Advancing Human-Machine Interactive Communication and Creation: Generative AI for Audio and Beyond

Advancing Human-Machine Interactive Communication and Creation: Generative AI for Audio and Beyond
By Xiaoyu Bie

Xiaoyu Bie will give a talk on Advancing Human-Machine Interactive Communication and Creation: Generative AI for Audio and Beyond

Abstract

Interactive human-machine communication and creation have been largely fostered with recent development on generative models and deep learning techniques. Leveraging the data-driven end-to-end training, neural models can efficiently extract and understand information from the real world, generating rich, diverse content from given conditions. Despite this progress, applying generative AI in practice remains challenging.
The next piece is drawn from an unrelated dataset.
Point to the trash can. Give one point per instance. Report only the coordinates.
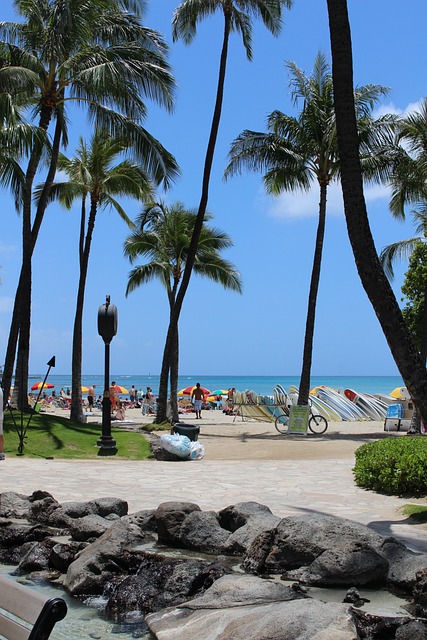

The systems need to effectively capture the variety of information conveyed by humans. while the generative models must be expressive enough to handle intricate data modeling and high-quality content creation. Meanwhile, there is a growing need for interpretable insights into the underlying mechanisms of the generative process to allow for controlled interaction and creation. In this talk, I will present my research on advancing the aforementioned challenges, with a specific focus on audio data. I will share my findings and conclude by discussing future directions in this field.

Biography

Xiaoyu Bie is currently a postdoctoral researcher at Télécom Paris, Institut Polytechnique de Paris, working on generative models and the applications to speech and audio. Previously, he completed his PhD at INRIA and Université Grenoble-Alpes, where he focused on generative models for multimedia data processing. He regularly serves as a reviewer for international conferences and journals such as ICASSP, Interspeech, NeurIPS, CVPR, ICCV, ECCV, ACM MM, IEEE TASLP and IJCV.